If my above guestimate is true, the Reits are likely to book a total of S$733m revaluation loss on their investment properties (including translation loss/gain) which is likely to push their Q4 into negative loss position.

$733m downward revaluation will represent an NAV loss of about 22 cents/share. So we are likely to see NAV drop from $1.41 to $1.20 post revaluation.

4.) Gearing To Increase

MNACT has been able to navigate their gearing well due to their revaluation surpluses in recent year, but they are likely to deteriorate and struggle this year due to their revaluation losses.

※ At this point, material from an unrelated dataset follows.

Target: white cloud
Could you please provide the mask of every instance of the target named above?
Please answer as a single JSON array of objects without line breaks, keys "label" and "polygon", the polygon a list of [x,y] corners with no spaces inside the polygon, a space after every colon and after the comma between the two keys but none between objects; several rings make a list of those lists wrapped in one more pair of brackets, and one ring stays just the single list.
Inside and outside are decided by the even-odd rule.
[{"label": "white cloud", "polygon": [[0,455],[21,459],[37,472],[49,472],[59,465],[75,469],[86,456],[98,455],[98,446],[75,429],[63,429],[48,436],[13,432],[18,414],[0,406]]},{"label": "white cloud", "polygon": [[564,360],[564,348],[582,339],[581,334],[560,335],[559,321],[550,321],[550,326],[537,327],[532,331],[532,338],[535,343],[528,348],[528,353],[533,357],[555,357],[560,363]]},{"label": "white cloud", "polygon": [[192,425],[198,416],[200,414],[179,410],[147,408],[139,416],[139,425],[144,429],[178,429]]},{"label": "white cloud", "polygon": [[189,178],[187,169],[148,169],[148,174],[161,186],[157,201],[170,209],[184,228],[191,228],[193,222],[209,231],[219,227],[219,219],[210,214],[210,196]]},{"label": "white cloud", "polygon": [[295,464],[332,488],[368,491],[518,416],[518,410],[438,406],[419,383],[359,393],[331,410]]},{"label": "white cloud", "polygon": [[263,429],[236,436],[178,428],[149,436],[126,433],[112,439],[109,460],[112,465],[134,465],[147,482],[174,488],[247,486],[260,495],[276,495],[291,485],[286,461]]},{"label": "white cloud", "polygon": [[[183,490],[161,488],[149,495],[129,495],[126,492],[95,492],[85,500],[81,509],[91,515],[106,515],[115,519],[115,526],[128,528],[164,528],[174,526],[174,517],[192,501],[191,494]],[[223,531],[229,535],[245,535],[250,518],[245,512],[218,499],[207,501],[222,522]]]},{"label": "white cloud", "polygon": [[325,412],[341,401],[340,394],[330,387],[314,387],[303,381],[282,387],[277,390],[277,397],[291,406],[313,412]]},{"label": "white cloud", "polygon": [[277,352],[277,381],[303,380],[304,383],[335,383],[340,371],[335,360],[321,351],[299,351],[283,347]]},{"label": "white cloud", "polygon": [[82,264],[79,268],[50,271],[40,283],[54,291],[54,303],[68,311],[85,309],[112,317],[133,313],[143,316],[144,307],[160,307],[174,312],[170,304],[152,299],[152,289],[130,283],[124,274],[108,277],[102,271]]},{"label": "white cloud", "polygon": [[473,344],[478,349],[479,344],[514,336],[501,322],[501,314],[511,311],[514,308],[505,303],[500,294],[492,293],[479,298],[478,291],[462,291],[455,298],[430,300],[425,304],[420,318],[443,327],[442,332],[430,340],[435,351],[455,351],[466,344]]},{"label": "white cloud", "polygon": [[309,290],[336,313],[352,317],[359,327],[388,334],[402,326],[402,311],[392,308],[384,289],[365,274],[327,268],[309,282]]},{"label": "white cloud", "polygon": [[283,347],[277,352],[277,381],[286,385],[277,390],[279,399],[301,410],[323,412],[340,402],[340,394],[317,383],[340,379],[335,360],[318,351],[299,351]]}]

Using the same above estimates, gearing is set to increase from the current gearing of 36.2% to above 40%. This will limit their ability to take on further loans either for working capital or acquisitions, and the likely scenario is a higher retained distributional income or placement/rights issue.

Conclusion

MNACT is not a bad investment because I think their properties and tenant quality are pretty solid over the long term but there are big overhang in the short to mid term.

If we use Wharf Reic and Hongkong Land as our closest benchmark, both companies have reported huge reversion and revaluation losses for their retail and commercial properties and we are likely to see the same fate for MNACT, which at the moment, I don't think the market has fully priced them in yet.